**Main imports**

In [None]:
import math
import numpy as np
import torch
import torch.nn as nn
import torch.nn.functional as F
import torchvision
import matplotlib.pyplot as plt
from IPython import display as disp
from torch.nn.utils import spectral_norm    
import os

device = torch.device('cuda') if torch.cuda.is_available() else torch.device('cpu')
print(device.type)

**Import dataset**

In [None]:
# helper function to make getting another batch of data easier
def cycle(iterable):
    while True:
        for x in iterable:
            yield x

class_names = ['apple','aquarium_fish','baby','bear','beaver','bed','bee','beetle','bicycle','bottle','bowl','boy','bridge','bus','butterfly','camel','can','castle','caterpillar','cattle','chair','chimpanzee','clock','cloud','cockroach','couch','crab','crocodile','cup','dinosaur','dolphin','elephant','flatfish','forest','fox','girl','hamster','house','kangaroo','computer_keyboard','lamp','lawn_mower','leopard','lion','lizard','lobster','man','maple_tree','motorcycle','mountain','mouse','mushroom','oak_tree','orange','orchid','otter','palm_tree','pear','pickup_truck','pine_tree','plain','plate','poppy','porcupine','possum','rabbit','raccoon','ray','road','rocket','rose','sea','seal','shark','shrew','skunk','skyscraper','snail','snake','spider','squirrel','streetcar','sunflower','sweet_pepper','table','tank','telephone','television','tiger','tractor','train','trout','tulip','turtle','wardrobe','whale','willow_tree','wolf','woman','worm',]

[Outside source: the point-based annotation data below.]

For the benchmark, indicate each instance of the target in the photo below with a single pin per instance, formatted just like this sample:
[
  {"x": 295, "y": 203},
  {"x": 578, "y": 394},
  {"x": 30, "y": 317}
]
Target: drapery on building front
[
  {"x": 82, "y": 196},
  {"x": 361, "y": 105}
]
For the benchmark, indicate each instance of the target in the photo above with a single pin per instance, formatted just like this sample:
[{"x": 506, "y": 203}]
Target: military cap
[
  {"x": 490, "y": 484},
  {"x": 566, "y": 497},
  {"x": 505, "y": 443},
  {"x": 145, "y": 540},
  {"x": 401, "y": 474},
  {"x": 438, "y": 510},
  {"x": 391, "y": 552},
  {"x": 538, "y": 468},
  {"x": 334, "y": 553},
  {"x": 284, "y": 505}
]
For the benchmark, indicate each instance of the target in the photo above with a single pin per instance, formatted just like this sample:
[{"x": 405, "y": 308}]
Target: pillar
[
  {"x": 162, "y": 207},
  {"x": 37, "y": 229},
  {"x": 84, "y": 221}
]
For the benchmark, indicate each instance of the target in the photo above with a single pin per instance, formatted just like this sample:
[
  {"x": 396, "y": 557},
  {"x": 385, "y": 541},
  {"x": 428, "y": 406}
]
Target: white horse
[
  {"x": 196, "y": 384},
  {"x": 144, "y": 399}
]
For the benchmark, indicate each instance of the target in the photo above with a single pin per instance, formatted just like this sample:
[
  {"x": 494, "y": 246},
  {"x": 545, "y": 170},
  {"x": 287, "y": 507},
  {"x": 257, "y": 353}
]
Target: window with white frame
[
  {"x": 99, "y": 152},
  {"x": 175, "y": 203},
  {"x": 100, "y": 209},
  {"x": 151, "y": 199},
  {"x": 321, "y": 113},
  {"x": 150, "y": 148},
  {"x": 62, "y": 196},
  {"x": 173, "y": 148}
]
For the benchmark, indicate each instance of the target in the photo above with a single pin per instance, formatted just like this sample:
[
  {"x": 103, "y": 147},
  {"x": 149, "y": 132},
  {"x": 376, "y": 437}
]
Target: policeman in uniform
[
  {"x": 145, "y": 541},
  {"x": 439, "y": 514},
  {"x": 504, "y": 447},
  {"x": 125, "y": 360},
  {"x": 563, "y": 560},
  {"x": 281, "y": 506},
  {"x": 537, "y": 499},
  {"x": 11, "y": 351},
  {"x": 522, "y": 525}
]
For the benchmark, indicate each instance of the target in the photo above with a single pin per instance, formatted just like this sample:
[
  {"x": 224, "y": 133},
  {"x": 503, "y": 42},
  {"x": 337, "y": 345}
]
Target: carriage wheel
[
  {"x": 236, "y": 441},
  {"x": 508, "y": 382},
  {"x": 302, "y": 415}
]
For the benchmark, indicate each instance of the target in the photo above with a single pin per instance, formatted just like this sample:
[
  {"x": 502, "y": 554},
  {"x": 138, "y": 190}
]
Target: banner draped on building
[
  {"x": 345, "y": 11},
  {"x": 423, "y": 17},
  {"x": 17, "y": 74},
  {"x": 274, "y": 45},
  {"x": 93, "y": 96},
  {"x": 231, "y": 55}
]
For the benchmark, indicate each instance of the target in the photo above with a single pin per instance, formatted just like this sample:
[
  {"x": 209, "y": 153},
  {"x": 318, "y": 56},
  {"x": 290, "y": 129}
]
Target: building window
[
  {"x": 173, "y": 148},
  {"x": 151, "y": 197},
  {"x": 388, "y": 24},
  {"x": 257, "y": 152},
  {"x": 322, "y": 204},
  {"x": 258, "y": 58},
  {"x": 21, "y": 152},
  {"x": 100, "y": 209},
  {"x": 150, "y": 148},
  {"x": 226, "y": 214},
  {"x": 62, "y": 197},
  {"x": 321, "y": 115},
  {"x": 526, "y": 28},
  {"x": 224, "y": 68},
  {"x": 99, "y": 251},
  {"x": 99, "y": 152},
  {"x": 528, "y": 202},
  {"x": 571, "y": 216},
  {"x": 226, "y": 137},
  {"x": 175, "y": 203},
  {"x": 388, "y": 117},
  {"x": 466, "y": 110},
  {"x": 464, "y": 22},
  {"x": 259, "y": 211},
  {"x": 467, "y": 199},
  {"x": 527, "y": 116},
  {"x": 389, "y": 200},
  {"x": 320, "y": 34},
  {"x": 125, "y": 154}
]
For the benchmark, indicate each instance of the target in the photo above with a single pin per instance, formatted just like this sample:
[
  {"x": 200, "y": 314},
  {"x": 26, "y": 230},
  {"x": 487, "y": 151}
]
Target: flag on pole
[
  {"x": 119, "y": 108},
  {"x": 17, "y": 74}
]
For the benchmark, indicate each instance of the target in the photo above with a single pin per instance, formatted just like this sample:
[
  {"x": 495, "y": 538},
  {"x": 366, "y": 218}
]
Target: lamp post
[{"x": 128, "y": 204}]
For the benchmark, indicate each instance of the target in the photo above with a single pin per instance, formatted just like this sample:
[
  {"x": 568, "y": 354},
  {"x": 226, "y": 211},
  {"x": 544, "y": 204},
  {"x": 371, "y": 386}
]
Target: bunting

train_loader = torch.utils.data.DataLoader(
    torchvision.datasets.CIFAR100('data', train=True, download=True, transform=torchvision.transforms.Compose([
        torchvision.transforms.ToTensor(),
        torchvision.transforms.Normalize((0.5, 0.5, 0.5), (0.5, 0.5, 0.5))
    ])),
    batch_size=64, drop_last=True)

test_loader = torch.utils.data.DataLoader(
    torchvision.datasets.CIFAR100('data', train=False, download=True, transform=torchvision.transforms.Compose([
        torchvision.transforms.Resize([32,32]),
        torchvision.transforms.ToTensor(),
        torchvision.transforms.Normalize((0.5, 0.5, 0.5), (0.5, 0.5, 0.5)),
    ])),
    batch_size=64, drop_last=True)

train_iterator = iter(cycle(train_loader))
test_iterator = iter(cycle(test_loader))

print(f'> Size of training dataset {len(train_loader.dataset)}')
print(f'> Size of test dataset {len(test_loader.dataset)}')
print("Number of classes: ", len(class_names))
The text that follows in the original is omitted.